— Татьяна Эдуардовна, вы себе нравитесь на экране?
— Нет, я себе не нравлюсь на экране. Сейчас почему-то все операторы снизу снимают, а с возрастом ты лучше выглядишь, если сверху снимать. Мне с детства не внушали, что я хорошенькая, а сейчас смотрю на себя в молодости, думаю: «Ну ничего была все же».
Я мало себя люблю и вообще не понимаю, что значит себя любить. Люблю больше свою дочь, природу, Бога. Я оборачиваюсь и благодарю своего ангела-хранителя — со мной по молодости могло случиться все что угодно. Этот безудержный провинциальный донецко-шахтерский темперамент давал о себе знать. Я попадала в такие ситуации, что если бы меня сверху не охраняли, то... Сейчас понимаю, что мне повезло сохраниться, и благодарю за это Бога. Я — продукт времени, тогда все ярко жили, тем более актеры.
Но вообще-то, я не знаю, какой у меня характер. Разный...
— Кстати, о темпераменте. Ваши образы могут быть непонятны, если не знать, кем был ваш биологический папа...

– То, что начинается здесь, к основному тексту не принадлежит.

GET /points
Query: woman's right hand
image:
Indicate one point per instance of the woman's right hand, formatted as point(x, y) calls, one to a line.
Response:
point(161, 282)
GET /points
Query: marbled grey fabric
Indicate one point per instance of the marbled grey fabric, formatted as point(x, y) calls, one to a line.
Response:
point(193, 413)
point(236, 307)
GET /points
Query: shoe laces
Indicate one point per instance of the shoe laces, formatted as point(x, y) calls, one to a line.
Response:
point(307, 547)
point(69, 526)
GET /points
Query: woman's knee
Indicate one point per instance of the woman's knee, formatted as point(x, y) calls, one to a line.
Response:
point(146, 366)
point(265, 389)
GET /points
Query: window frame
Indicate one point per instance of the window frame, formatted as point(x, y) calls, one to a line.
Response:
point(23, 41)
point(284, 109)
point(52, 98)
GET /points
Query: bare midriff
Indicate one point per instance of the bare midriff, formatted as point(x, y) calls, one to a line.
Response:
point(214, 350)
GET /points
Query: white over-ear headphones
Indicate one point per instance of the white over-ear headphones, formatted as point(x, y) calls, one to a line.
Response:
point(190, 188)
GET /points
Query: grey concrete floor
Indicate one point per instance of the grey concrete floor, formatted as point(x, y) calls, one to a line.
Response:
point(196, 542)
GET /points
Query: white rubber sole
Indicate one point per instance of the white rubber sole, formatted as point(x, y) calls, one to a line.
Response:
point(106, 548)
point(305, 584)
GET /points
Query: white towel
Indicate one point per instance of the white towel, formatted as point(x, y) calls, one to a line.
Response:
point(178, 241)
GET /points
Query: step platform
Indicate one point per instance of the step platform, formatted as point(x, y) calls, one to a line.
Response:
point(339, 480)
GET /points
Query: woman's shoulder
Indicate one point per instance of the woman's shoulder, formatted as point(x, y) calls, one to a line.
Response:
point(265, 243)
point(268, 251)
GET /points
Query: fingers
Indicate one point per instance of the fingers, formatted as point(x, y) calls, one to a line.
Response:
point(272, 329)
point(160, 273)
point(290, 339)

— Именно это, кстати, сказал мне режиссер Георгий Шенгелия, когда мы выпивали после съемок его фильма «Ехай!». Мы там играли с Володечкой Ильиным. Мне эту историю рассказала мама. Мой биологический отец был сибиряк, шахтер. Во времена Сталина он сидел в лагерях. Конвоиры проводили «естественный отбор», видимо. Развлекались так: в яму с медведем бросали заключенных. Кто выживет — молодец! И вот однажды они побили отца и бросили в яму. А тот со своим отцом ходил в свое время на медведя. И ему удалось этого медведя ударить в пасть кулаком, а другой рукой задушить: крупный был мужчина. Так и выжил.
— Мне кажется, эти гены определили ваше амплуа. Вам оно нравится? Или хотели бы его поменять?
— Знаете, мне нравятся мои роли, я люблю всех своих героинь. Помню, был фильм «Грибной дождь» на «Ленфильме» (я там много снималась, пока замуж не вышла за директора Гербачевского). И там мне надо было целоваться с Володей Гостюхиным, играть любовь. Это было ужасно для меня. Актрисы-героини, которые играют любовь, запросто целуются, а мне это было тяжело, хоть и была молодая и симпатичная. Я тогда подумала: да пропади оно пропадом! Я не люблю целоваться в кадре, да и в жизни тоже. Не знаю почему, неорганично — и все! Хотя любить люблю. Поэтому хорошо, что у меня нет эротических сцен. Ты же видишь себя, чувствуешь. Это же ужасная трагедия для актера — заблуждаться на свой счет. Я недавно слушала интервью Марины Нееловой. Ее после института брали в БДТ, она говорит: «Ну куда я на эту большую сцену пошла бы, я бы там просто потерялась». И пошла в «Современник», и оказалась там на месте. А Света Крючкова подходила по габаритам под БДТ, она и Аксинью там в «Тихом Доне» играла, и все там переиграла такого же плана. Точно так же я со своими крупными параметрами в «Ленкоме» смотрелась неорганично, конечно. Понятно было, что я не героиня, но характерные роли русских баб Захаров все давал мне. У меня не было конкурентов в «Ленкоме», в этом плюс моего амплуа. Наталья Гундарева, например, хотела поменять амплуа. Я никогда не хотела.